The Senate Judiciary Comittee also heard conflicting evidence on whether L. T. Senter, nominated to the U.S. District Court in northern Mississippi, was at age 14 part of a mob that beat, shot and left for dead a black man suspected of raping a white woman.
Senter, a state circuit judge for 11 years, has said he watched as the mob attacked the black laborer outside Aberdeen, Miss., in 1947.
Yesterday, however, he told the Senate committee he recently discovered that this was incorrect. Instead, he said, the night before the attack he had briefly been on the fringes of a mob searching for the black, identified as "John the Baptist" Loyd .

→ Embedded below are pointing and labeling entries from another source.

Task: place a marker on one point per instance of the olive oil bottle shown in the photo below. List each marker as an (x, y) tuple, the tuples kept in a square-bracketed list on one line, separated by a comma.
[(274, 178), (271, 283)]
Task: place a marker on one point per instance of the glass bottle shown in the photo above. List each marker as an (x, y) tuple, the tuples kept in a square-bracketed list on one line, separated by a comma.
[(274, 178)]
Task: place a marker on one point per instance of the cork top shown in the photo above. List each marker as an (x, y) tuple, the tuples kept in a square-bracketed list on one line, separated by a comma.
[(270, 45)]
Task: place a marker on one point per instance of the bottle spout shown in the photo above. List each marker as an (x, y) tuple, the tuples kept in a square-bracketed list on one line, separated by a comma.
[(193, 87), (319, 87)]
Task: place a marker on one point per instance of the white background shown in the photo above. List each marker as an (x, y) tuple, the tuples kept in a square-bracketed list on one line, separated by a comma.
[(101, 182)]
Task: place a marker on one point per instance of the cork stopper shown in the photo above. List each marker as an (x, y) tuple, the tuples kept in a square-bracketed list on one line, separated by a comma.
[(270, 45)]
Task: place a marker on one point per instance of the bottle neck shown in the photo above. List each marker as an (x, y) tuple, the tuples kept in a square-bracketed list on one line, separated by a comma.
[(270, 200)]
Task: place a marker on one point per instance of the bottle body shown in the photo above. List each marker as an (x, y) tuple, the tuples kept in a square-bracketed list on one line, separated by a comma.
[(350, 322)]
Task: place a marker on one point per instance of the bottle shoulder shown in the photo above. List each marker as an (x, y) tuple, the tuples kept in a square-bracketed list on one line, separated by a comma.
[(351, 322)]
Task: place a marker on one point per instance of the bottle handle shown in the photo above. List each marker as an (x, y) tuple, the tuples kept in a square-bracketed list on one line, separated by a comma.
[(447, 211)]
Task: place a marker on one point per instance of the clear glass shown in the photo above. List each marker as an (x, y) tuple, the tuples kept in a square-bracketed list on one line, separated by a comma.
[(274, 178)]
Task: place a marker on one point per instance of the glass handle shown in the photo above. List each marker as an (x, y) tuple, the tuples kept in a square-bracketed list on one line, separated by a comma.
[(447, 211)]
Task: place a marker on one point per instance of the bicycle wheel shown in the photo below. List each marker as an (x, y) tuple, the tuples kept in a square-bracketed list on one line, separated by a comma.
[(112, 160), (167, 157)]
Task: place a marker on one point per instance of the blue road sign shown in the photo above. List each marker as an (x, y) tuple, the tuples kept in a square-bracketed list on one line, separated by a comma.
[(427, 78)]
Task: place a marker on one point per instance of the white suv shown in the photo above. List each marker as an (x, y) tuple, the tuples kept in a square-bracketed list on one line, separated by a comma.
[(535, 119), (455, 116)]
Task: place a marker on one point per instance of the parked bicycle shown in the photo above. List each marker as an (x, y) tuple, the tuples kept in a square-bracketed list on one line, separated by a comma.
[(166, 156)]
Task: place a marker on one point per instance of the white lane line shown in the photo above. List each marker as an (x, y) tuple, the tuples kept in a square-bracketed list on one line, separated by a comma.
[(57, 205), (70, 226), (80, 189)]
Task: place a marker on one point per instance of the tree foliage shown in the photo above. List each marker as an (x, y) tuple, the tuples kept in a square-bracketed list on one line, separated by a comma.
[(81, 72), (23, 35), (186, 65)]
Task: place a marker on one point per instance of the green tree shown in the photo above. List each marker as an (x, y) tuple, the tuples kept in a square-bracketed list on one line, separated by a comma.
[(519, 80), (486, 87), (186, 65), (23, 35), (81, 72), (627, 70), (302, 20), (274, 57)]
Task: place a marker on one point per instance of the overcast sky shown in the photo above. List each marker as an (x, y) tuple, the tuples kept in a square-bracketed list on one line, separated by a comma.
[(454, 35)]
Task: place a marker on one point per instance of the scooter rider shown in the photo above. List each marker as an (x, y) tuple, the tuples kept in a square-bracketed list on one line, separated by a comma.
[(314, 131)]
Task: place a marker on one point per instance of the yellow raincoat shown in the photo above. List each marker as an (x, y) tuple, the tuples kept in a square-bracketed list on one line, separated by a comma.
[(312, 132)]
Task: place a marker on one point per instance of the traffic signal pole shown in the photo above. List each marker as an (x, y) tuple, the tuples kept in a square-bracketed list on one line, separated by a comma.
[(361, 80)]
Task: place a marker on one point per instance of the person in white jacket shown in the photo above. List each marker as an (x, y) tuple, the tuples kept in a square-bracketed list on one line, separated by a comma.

Loyd, in an affidavit given the committee, said all the members of the mob were older men and Senter was not among them.
But spokesmen for several Mississippi civil rights groups said it was "common knowledge" in Aberdeen that Senter was present. They urged that Loyd and other witnesses, who they said had been intimidated from testifying, be subpoenaed to appear before the committee.
"The nomination of Judge Senter to the federal bench is an outrage and an insult to all black people in the state of Mississippi," and John Walker, southern regional director of the National Conference of Black Lawyers. "Not only has President Carter broken his promise to appoint a black to the federal bench in Mississippi before 1980, but he lacks sensitivity to minority and women's problems."
Senter was recommended for the post by Chairman John C. Stennis (D-Miss.) of the Senate Armed Services Committee, and has the support of Sen. Thad Cochran (R-Miss.), a member of the Judiciary Committee. Carter has been courting Stennins' support for the strategic arms limitation treaty now before the Senate.
Senter denied ever making racial slurs and pleaded loss of memory when questioned about the accusations that he belonged to all-white private clubs and had moved his children to an all-white academy 20 miles from home to avoid court-ordered desegregation.
On a questionaire filed with the committee, Senter originally omitted his membership in the all-white Aberdeen Country Club and when asked if any women and blacks were member of a foxhunting and fishing club to which he belongs, he replied, "Not known."
On the matter of racial slurs, Robert Clark, an attorney from Batesville, Miss., testified that as an intern in Senter's court he frequently heard the judge tell racial jokes and say things from the bench like "bring the nigger in" and "take that nigger from the courtroom."